基本的にはAlgeo and Tribovillard 2009 Chem Geolの内容。

 

モリブデンもウランも海水ー堆積物中の酸化還元環境に敏感に反応する元素で、酸化的な環境では液相中にイオンとして溶存しており、還元的な環境では固相に変化する。

 

モリブデンは酸化的な海水中ではモリブデン酸イオン(MoO42–)として溶存している。このような状態は鉄やマンガンのオキシ水酸化物(FeOOH, MnOOH)に吸着する。

もう少し具体的なことはKashiwabara et al. (2011, Geochem Cosmochem acta)に書かれていた。鉄オキシ水酸化物に吸着する場合は外圏錯体(鉄や酸素原子と化学結合せず静電引力で弱くくっついている状態)を形成するが、MnOOHとは内圏錯体(化学結合によって強くくっついている状態)を形成している。

酸化的な海水中ではこのようにモリブデンをくっつけて鉄マンガン粒子が沈降して堆積物へと運ばれることがある。

 

一方でウランは鉄マンガンとは吸着しない。

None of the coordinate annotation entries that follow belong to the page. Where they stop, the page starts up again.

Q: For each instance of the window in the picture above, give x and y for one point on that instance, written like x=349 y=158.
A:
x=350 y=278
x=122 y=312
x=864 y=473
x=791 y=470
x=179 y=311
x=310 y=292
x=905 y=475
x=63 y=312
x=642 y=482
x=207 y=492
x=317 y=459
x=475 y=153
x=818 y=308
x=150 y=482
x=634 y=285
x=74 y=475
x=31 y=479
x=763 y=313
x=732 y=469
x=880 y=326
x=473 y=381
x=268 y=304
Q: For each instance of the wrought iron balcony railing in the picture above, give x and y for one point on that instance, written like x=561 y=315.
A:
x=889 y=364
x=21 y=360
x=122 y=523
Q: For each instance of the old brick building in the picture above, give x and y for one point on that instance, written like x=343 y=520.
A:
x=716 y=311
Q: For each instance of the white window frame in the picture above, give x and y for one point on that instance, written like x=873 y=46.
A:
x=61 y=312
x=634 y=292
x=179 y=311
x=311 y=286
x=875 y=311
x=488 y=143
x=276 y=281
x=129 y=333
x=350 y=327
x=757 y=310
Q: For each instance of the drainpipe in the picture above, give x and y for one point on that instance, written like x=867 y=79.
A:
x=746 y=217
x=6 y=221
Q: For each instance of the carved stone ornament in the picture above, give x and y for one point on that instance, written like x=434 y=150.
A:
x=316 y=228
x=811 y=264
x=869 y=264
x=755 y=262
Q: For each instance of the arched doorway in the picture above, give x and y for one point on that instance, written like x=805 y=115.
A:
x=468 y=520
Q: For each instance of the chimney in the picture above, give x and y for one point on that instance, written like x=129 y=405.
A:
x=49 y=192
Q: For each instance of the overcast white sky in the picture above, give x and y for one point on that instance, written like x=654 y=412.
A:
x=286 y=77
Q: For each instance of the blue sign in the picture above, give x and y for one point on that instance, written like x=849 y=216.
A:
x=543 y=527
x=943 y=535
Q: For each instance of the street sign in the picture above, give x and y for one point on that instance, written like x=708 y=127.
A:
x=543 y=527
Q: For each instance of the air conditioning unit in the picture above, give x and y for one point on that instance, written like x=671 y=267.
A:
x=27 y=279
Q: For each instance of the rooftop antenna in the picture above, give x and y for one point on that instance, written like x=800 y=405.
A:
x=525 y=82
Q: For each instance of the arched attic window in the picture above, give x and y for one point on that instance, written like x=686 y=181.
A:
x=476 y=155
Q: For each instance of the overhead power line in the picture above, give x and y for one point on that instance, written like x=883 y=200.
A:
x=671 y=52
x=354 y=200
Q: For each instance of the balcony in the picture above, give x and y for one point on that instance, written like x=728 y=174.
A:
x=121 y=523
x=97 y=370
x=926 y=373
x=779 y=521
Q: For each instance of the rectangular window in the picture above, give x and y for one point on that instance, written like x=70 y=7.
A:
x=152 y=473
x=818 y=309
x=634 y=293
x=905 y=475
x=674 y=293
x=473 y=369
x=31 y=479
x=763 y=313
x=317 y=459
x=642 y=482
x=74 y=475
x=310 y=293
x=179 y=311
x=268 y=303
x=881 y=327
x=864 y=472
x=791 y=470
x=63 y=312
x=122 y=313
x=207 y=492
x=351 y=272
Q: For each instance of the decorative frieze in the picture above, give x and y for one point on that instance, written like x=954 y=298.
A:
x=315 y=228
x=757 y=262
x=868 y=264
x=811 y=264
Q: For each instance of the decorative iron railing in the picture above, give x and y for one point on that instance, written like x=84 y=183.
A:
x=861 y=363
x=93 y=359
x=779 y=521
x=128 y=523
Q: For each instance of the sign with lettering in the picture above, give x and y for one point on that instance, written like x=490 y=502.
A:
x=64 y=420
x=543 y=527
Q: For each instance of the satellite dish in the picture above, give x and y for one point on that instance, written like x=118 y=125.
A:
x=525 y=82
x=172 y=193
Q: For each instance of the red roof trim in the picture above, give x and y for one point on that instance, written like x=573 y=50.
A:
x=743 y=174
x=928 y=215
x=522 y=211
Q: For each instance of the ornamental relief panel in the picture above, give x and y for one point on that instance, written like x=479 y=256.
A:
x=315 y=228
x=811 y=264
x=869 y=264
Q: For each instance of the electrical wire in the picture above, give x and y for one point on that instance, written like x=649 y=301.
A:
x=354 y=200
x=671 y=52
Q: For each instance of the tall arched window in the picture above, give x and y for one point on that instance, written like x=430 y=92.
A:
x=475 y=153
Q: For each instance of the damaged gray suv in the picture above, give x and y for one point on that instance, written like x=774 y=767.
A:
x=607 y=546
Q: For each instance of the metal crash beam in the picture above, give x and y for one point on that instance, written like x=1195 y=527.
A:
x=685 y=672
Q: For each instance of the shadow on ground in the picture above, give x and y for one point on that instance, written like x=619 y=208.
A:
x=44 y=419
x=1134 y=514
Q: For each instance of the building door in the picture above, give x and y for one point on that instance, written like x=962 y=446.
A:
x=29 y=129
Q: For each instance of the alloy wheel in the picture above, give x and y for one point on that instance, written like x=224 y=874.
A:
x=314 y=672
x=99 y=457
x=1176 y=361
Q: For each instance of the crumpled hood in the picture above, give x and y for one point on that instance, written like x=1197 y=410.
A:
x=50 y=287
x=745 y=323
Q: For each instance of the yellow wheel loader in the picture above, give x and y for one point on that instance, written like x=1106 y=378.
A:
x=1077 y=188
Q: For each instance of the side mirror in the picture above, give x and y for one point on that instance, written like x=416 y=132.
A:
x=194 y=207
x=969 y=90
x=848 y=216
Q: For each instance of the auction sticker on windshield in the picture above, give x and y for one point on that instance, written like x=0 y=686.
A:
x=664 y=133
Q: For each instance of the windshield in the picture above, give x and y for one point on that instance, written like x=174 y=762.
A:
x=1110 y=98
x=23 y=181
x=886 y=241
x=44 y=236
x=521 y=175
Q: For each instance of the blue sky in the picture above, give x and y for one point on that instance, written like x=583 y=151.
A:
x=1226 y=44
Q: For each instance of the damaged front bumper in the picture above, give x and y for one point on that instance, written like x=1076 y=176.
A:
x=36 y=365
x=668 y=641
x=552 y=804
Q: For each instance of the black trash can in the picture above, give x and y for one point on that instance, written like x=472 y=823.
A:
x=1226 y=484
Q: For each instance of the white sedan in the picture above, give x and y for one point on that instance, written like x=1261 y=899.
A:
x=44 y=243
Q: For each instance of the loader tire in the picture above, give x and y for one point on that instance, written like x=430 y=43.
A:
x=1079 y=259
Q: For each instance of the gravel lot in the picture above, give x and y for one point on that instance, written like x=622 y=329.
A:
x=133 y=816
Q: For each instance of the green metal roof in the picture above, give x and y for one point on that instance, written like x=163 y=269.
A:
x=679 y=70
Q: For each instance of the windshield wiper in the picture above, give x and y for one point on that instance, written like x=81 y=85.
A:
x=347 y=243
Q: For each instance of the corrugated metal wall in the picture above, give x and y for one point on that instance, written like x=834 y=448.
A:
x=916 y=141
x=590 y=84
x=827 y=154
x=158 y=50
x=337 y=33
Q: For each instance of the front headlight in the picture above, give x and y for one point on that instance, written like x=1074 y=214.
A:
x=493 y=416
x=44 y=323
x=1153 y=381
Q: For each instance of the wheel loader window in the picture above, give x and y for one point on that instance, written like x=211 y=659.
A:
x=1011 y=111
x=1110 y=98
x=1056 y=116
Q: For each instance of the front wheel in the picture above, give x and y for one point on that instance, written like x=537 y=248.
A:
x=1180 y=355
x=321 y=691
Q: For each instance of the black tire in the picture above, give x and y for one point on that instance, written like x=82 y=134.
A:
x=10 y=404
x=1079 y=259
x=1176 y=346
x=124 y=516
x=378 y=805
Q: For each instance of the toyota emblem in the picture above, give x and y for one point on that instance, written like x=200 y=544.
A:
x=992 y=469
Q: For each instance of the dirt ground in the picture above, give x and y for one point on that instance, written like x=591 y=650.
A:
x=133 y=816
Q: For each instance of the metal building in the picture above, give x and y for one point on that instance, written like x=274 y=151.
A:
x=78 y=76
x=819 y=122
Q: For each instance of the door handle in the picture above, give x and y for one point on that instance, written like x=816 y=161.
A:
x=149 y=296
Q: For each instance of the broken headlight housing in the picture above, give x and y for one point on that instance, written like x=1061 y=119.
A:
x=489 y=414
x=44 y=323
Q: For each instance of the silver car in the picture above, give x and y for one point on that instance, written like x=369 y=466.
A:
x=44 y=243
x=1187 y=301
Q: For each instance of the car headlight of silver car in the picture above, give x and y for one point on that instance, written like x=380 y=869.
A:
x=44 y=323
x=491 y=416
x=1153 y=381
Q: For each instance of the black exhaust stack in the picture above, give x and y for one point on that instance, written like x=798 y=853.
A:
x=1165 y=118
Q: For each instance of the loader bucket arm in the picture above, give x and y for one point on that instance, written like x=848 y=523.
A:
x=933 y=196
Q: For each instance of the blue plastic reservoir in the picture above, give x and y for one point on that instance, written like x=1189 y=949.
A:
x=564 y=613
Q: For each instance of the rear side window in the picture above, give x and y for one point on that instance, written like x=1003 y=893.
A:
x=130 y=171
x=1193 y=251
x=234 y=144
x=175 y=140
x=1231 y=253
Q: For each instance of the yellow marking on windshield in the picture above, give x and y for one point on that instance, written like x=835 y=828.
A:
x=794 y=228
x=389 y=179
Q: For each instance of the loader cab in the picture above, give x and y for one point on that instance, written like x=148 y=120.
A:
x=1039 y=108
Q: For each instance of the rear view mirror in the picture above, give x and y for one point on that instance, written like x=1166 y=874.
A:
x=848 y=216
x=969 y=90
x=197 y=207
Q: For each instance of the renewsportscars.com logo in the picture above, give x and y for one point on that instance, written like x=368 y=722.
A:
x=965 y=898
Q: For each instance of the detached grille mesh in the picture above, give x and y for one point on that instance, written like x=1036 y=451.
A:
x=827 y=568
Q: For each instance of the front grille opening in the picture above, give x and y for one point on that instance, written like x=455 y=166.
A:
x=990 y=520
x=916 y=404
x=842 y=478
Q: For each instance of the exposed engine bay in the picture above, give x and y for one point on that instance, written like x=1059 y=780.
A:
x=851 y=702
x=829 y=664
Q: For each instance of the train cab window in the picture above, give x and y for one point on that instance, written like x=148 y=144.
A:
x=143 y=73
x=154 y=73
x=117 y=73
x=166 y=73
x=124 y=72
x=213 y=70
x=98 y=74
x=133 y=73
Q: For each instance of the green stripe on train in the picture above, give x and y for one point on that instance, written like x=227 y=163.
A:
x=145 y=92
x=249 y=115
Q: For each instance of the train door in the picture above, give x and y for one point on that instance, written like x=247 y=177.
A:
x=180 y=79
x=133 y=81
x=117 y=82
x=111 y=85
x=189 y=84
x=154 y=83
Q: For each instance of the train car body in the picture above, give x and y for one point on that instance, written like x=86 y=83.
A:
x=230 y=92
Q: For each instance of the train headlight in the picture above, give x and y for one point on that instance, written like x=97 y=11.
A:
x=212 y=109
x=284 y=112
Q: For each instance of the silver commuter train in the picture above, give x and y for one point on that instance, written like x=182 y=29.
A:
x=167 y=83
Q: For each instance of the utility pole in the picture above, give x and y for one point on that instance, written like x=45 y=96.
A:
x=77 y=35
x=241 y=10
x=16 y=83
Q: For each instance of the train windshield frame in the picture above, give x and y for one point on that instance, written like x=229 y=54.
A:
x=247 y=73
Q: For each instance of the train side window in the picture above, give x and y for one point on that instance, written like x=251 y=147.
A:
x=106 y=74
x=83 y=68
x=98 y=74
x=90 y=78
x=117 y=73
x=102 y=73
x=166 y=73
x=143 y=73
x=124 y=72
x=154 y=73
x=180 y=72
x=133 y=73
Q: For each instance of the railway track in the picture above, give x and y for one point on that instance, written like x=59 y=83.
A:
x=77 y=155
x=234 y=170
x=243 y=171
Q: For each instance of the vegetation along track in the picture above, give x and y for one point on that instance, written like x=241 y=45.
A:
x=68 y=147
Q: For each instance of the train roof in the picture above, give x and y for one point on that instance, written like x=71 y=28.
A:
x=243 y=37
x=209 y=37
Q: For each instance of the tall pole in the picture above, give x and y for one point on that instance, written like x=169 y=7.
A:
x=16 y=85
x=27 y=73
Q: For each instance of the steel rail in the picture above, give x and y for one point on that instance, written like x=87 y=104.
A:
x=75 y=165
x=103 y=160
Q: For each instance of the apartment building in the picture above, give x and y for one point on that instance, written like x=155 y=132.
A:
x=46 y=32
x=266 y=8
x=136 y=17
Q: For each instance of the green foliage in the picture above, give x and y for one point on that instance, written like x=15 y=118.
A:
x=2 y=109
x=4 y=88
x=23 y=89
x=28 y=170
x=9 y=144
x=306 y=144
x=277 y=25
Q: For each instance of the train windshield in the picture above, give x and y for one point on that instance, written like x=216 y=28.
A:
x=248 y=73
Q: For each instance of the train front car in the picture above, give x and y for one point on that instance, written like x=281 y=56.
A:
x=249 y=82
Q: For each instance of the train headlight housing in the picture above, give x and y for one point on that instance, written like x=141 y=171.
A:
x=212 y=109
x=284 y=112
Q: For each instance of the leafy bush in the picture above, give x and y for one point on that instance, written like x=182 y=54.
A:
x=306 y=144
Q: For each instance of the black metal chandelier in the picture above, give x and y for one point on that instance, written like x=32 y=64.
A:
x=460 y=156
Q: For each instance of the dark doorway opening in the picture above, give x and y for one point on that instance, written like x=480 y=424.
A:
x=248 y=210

というのも、ウランは酸化的な海水中では海水中の炭酸イオンと錯体を作り、環境中で非常に安定な三炭酸ウラニル錯体として溶存しているのである(Langmuir, 1978)。 

一言で酸化還元に敏感と言っても元素によって独自の動態を示すことがわかった。

 

ちなみに還元的な環境になると、モリブデンは硫化物イオンとなり(チオモリブデン酸イオン)、そのままモリブデンの硫化物として沈積することもあるらしいがそれは非常に稀で基本的には硫化鉱物、主に硫化鉄中に吸収される。

Mo-S-Feキュバン クラスターとなると簡単には溶解せず、堆積物中に長らく保存されるとのこと。

 

一方でウランは硫化水素と反応して酸化物として沈積するか、フミン酸など有機物と錯体を作り沈積する。基本的には後者の形が多いらしい。

つまり、堆積物中ではモリブデンは硫化鉱物量と、ウランは有機物量とよく相関することが多いのである。